Die Sonne will zur Neige sinken,
Das Weinlaub knistert welk zum Grunde,
Die Becher hallen in der Runde.
Nithart, der Sänger, hob den Pokal:
»Ich lieb' im Wein die tiefe Klarheit,
Die reine, doch verklärte Wahrheit!
Rings Erd' und Himmel, Höh'n und Thal,
Mein eigen Aug' und Angesicht
Zeigt mir sein Spiegel, treu und rein,
Nur in verklärtem, goldnem Licht!
Mein Lied soll gleich dem Becher sein.«
Rudwin, der Abt, das Kelchglas hebt:
»Ich lieb' im Wein das Körperlose,
Die unsichtbare, mystische Rose,
Den Geist, der über Fluthen schwebt,
Den Duft, der aus dem Borne strebt,
Ungreifbar und untrennbar auch,
Das Ewige im flücht'gen Hauch!
So wird der Freudenbecher wohl
Mir eines heil'gern Kelchs Symbol.«
Fürst Otto hebt den Goldpokal:
»Ich lieb' im Wein die Freudengluth,
Ich lieb' im Kelch die treue Hut,
Das schöne Maß dem wilden Strahl;
Mir gilt nur Wein und Kelch beisammen,
Im goldnen Hort die goldnen Flammen!
Mich mahnt's an ein befriedet Land,
Von mildem Kronenreif umspannt.«
Pfaff Wigand hebt das Glas mit Weine,
Leert's und zerschmettertes dann am Steine:
»Nicht ein Gefäß, so leicht in Scherben,
Mir gilt, was nimmer zu verderben!
Ich lieb' im Wein ein ganzes Leben,
Den jungen Most, die alten Reben;
Im klaren Born erkenn' ich drum
Der Menschheit heiligst Symbolum.
Aus jeder Ranke jener Stäbe
Spinnt sich ein leiser Feuerfaden,
Still keimend auf verborgnen Pfaden,
Zurück zu Noah's erster Rebe,
Und von dem Geist, den er getrunken,
Sprüht noch in uns'rem Kelch ein Funken.
Es geht ein tief geheimes Band
Vom grünen Schößling, der sich wiegt
Am Rebspalier der Kellerwand,
Hinab zum Goldborn, der gebannt
Tief in der dunklen Wölbung liegt;
Wenn Blüthendrang die Sprossen spüren,
Muß auch der alte Born sich rühren;
Ihr fühlt die Geisterboten fliegen
Aus Ahnengrüften zu Enkelwiegen.
Wir heimsen jetzt den jungen ein,
Doch mundet uns nur alter Wein!
Was ihr so hoch an diesem preist,
Die Kraft und Milde, Blut und Geist,
Das Alles trägt schon, euch zu Trost,
In sich der junge, trübe Most.
Das aber ist des Weines Art;
Wenn ihr ins Grab die Rebe scharrt,
Sie wird im Lenz doch auferstehn,
Mit frischem Aug' ins Licht zu späh'n;
Und ob ihr um den Fruchtbaum leise
Nach welscher Art empor sie windet,
Ob ihr sie fest nach deutscher Weise
An niedre, schnöde Stöcke bindet,
Doch nur nach eigenem Behagen
Wird sie die neuen Ranken schlagen.
Wenn ihr die Frucht habgierig brecht
Und ihr zu Leibe geht mit Messern,
Dabei euch in die Finger stecht,
Und euer Blut den Most will wässern;
Und wenn ihr dann den süßen Raub
Mit euren morschen Knütteln schlagt,
Mit Füßen tretet, Koth und Staub
Hinein von euren Pfaden tragt,
Ihn schändet's nicht!
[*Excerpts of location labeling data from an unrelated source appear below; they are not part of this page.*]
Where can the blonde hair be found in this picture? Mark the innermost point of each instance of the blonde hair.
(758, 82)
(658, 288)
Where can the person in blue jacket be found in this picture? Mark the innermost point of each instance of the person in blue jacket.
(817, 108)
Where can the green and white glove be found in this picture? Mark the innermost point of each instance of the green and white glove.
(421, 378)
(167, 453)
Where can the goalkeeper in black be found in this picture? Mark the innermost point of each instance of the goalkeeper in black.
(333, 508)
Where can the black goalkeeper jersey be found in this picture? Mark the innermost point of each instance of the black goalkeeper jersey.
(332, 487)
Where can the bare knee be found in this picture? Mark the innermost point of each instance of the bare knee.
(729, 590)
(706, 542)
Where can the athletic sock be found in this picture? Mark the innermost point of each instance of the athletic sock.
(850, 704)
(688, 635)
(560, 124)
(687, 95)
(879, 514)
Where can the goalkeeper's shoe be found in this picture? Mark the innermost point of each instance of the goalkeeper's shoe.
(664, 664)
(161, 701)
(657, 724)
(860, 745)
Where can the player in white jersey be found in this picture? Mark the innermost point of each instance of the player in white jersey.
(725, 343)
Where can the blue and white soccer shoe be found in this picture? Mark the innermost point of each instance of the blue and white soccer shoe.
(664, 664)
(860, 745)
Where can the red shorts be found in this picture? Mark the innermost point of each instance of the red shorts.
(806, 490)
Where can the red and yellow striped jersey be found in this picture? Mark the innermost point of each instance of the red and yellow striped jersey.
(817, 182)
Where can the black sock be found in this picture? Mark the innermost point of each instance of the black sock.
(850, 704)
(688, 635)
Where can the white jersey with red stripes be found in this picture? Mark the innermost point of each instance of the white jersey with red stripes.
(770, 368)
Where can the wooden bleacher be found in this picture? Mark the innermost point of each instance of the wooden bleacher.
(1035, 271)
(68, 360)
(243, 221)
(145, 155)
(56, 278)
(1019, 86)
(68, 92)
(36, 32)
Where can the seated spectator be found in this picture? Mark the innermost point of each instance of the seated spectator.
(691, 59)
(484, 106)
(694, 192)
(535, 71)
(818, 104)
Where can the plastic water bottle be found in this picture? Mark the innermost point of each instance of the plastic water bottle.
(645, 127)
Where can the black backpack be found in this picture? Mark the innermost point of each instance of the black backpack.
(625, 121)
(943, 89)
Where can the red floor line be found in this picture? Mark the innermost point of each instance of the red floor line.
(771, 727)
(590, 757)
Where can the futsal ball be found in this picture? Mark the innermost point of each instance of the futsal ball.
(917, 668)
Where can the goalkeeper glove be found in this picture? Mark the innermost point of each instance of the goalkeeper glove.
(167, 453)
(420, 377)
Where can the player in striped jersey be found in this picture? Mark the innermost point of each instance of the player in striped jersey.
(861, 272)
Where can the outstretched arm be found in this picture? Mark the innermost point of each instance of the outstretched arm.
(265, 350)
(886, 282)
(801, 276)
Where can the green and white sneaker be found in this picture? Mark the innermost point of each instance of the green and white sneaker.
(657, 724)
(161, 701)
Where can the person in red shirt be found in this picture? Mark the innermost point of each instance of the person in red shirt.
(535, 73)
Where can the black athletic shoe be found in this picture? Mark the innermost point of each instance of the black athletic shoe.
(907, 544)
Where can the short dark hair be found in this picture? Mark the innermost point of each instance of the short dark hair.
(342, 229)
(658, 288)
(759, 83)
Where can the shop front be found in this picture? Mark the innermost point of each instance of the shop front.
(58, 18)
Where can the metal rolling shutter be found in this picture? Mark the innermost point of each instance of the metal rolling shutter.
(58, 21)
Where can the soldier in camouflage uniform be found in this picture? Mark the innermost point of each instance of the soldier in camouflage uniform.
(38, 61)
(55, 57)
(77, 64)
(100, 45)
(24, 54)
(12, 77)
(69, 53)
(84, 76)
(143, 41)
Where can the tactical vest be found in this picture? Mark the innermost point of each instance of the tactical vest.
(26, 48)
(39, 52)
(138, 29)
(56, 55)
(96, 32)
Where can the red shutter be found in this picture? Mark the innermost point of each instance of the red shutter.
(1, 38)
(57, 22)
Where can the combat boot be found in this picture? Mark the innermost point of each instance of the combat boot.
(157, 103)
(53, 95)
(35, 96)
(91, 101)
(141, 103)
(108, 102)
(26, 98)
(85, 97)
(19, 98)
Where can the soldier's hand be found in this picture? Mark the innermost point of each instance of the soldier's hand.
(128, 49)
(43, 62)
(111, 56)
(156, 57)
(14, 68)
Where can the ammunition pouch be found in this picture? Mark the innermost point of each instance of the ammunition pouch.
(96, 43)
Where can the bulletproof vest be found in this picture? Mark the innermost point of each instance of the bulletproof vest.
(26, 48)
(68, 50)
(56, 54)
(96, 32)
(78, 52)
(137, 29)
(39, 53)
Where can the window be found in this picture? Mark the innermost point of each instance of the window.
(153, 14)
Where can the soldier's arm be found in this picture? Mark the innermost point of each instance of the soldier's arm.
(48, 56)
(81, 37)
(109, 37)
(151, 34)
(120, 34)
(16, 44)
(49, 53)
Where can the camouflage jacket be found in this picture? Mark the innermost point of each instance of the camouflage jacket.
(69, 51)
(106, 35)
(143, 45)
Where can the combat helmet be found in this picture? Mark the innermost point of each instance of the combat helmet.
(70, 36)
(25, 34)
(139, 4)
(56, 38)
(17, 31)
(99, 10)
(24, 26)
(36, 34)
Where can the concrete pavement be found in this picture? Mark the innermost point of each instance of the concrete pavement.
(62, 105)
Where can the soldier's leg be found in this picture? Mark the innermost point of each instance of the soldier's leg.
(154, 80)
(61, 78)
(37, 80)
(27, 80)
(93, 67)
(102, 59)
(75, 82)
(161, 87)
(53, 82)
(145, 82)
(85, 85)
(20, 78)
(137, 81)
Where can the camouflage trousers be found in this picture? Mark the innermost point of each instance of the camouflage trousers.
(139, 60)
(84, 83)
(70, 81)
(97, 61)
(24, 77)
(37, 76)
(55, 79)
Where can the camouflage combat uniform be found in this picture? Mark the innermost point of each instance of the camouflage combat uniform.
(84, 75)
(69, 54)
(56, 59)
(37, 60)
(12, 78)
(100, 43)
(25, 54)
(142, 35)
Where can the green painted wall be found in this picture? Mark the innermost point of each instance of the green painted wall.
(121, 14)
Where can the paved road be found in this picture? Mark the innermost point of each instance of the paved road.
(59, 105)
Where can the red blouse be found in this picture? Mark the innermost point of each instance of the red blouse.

Ein feurig Gähren
Wird des Unreinen ihn erwehren;
Hat er's im Herbst nicht ganz vollbracht,
Wird's neu vom Lenzstrahl angefacht!
Nicht ruht das edle Zorngewitter,
Bis er den Staub, das Blut, die Splitter,
Die Erdentheile von sich warf,
Und, was er sein soll, werden darf;
Klarheit und Milde, Geist und Licht,
Der Menschheit lauterstes Symbol!«
Die Gäste lauschen dem Bericht
Und fragen sich; »Was meint er wohl?« –
Zu Thal steigt Wigand, bis er schwand
Im Dörflein an der Kirchhofwand,
Klimmt wieder zu den Gästen frisch,
Schwer den Talar von reichem Zoll,
Und schüttet vor sie auf den Tisch
Den Schurz, von Todtenschädeln voll.
»Was schreckt ihr vor so schlichten Wesen?
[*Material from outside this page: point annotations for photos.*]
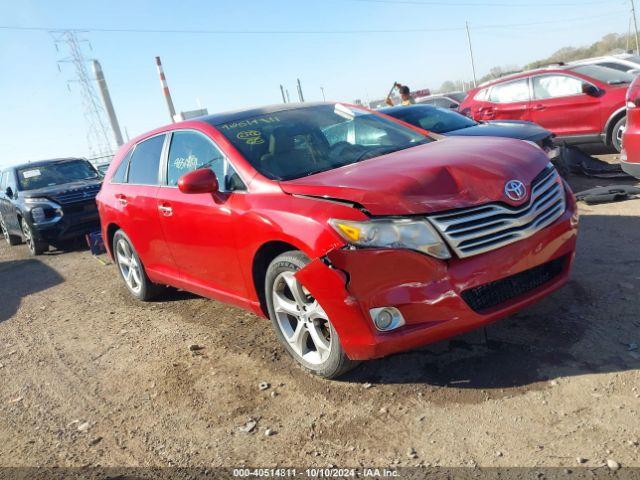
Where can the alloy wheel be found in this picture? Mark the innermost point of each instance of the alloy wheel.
(301, 319)
(129, 266)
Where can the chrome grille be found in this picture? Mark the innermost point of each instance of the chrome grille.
(475, 230)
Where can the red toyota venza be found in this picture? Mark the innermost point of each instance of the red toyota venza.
(357, 235)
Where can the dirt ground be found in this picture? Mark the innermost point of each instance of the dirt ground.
(89, 376)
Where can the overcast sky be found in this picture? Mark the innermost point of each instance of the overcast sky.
(416, 42)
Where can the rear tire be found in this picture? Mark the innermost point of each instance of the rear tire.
(35, 246)
(301, 325)
(12, 240)
(616, 134)
(132, 270)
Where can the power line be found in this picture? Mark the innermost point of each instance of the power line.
(485, 4)
(301, 32)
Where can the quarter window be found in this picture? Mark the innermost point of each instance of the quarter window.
(190, 151)
(145, 161)
(120, 176)
(552, 86)
(511, 92)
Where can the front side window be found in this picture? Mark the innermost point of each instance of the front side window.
(55, 173)
(298, 142)
(553, 86)
(145, 161)
(190, 151)
(511, 92)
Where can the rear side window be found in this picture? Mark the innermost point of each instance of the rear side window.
(553, 86)
(121, 172)
(145, 162)
(511, 92)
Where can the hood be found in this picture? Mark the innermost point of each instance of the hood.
(64, 189)
(451, 173)
(518, 129)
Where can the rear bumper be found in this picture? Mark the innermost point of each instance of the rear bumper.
(429, 292)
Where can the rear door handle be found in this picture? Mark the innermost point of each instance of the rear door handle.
(166, 210)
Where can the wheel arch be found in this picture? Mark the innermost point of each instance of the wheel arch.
(261, 261)
(613, 119)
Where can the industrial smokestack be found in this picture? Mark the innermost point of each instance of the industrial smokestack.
(106, 100)
(165, 90)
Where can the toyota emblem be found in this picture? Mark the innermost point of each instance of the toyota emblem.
(515, 190)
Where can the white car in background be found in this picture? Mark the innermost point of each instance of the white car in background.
(624, 62)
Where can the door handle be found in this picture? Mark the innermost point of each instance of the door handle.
(166, 210)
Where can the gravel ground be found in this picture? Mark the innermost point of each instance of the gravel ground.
(91, 377)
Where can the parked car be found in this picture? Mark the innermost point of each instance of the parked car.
(356, 234)
(48, 202)
(630, 157)
(579, 104)
(449, 100)
(624, 62)
(445, 122)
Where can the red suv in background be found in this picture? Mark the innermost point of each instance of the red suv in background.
(630, 158)
(357, 235)
(579, 104)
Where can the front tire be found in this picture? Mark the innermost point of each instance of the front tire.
(35, 246)
(616, 134)
(300, 322)
(132, 270)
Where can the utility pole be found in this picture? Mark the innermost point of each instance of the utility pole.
(635, 25)
(473, 65)
(96, 123)
(106, 100)
(165, 90)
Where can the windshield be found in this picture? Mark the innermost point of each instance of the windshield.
(58, 173)
(295, 143)
(434, 119)
(604, 74)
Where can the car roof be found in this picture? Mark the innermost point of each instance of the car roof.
(404, 108)
(226, 117)
(41, 163)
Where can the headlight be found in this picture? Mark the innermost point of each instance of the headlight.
(38, 215)
(406, 233)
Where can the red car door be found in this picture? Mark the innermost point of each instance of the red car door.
(560, 105)
(198, 227)
(135, 198)
(507, 101)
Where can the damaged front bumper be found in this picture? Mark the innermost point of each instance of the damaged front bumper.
(438, 299)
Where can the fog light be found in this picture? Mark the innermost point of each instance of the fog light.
(386, 318)
(38, 214)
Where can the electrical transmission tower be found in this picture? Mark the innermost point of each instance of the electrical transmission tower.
(69, 43)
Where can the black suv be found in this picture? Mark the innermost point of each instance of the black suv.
(48, 202)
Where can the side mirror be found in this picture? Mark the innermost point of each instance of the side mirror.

Es sind ja nur die leeren Trestern
Von einem größern, reichern Lesen;
Zermalmte Beeren, drin noch gestern
Dieselbe Flamme sich geklärt,
Die in den goldnen Reben gährt!
O daß sie all' nach Rebenbrauch
Die Gluth zu Licht geläutert auch
Und jeden heiligen Sonnenfunken
Andächtig still in sich getrunken;
Ihr Born schon quölle hell und rein
Im Kelch, den jede Lippe koste!
Noch ward er nicht zu klarem Wein,
Noch ist's die Zeit der trüben Moste;
Noch kocht es, gährend auszuscheiden
Den Staub, das Blut, die Schmach, die Leiden!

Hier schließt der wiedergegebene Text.